Conviértanse porque el Reino de Dios está cerca, nos dice Cristo. Esa cercanía la lleva Él mismo a su plenitud con su Muerte, Resurrección y Ascensión al Cielo. Nuestra conversión, pues, tiende en todo momento a un encuentro con Jesús ya que el Reino de Dios «brilla ante los hombres en la palabra, en las obras y en la presencia de Cristo… Los milagros de Jesús, a su vez, confirman que el Reino ya llegó a la tierra… Pero, sobre todo, el Reino se manifiesta en la persona misma de Cristo, Hijo de Dios e Hijo del hombre» (Lumen gentium, 5).

La conversión, que llega hasta la raíz de nuestra mente y corazón, implica necesariamente la disposición interior de poner por obra la Palabra de Dios y de responder a su llamado. ¿No rezamos acaso en el Padrenuestro “Venga a nosotros tu Reino, hágase tu voluntad en la tierra como en el Cielo”? La voluntad del Padre es hacernos partícipes de su vida en Cristo y para ello nos invita también a nosotros a responder con generosidad a su llamado y a cumplir su Plan de amor.
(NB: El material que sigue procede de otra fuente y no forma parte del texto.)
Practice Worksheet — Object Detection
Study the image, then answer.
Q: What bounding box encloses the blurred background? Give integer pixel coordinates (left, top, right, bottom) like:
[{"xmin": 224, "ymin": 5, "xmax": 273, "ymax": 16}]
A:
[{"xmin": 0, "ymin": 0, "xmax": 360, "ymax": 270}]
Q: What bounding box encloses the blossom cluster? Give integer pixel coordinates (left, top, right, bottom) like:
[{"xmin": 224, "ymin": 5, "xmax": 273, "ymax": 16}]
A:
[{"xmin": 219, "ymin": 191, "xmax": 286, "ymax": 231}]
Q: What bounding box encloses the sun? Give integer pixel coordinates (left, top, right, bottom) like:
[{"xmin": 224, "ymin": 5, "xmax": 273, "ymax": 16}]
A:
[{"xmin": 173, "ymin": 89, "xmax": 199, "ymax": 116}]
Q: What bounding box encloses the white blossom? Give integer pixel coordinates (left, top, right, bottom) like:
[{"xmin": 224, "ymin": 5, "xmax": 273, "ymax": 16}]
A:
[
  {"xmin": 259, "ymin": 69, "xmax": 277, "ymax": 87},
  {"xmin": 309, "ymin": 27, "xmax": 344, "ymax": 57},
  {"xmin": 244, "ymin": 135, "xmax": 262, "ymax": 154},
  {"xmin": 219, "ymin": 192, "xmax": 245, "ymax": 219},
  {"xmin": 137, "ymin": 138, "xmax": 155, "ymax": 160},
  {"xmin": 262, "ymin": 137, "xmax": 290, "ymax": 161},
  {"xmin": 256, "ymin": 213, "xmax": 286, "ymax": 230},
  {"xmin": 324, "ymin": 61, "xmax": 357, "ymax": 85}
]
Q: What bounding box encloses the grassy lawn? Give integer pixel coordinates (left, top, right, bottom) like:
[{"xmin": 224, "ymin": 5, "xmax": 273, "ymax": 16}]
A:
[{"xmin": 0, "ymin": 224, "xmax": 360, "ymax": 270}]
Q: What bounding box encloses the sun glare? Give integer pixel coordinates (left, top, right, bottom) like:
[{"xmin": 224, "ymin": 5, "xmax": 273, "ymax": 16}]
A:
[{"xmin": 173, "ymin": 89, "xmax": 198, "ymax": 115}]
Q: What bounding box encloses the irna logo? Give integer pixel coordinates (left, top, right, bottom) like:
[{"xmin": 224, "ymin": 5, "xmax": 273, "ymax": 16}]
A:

En el valiente testimonio de Pedro y de Andrés, de Santiago y de Juan, encontramos un aliento y un ejemplo a seguir en nuestra respuesta al llamado que Dios nos hace en Cristo a ser santos, a seguir sus pasos y a vivir según sus enseñanzas.

El Señor Jesús es la gran luz que ilumina nuestra vida y la vida de los pueblos. Esa luz es la que debe iluminar a todo discípulo de Jesús. La luz que es Cristo hace retroceder las sombras del pecado, nos purifica de todo mal, nos sana de toda dolencia y nos cura de toda enfermedad. La luz de Cristo ilumina nuestro caminar en la vida y nos muestra la senda que lleva a la plenitud del amor. Como nos recuerda San Pablo, «en otro tiempo fuimos tinieblas, pero ahora somos hijos de la luz en el Señor. Caminemos como hijos de la luz» (Ef 5,8).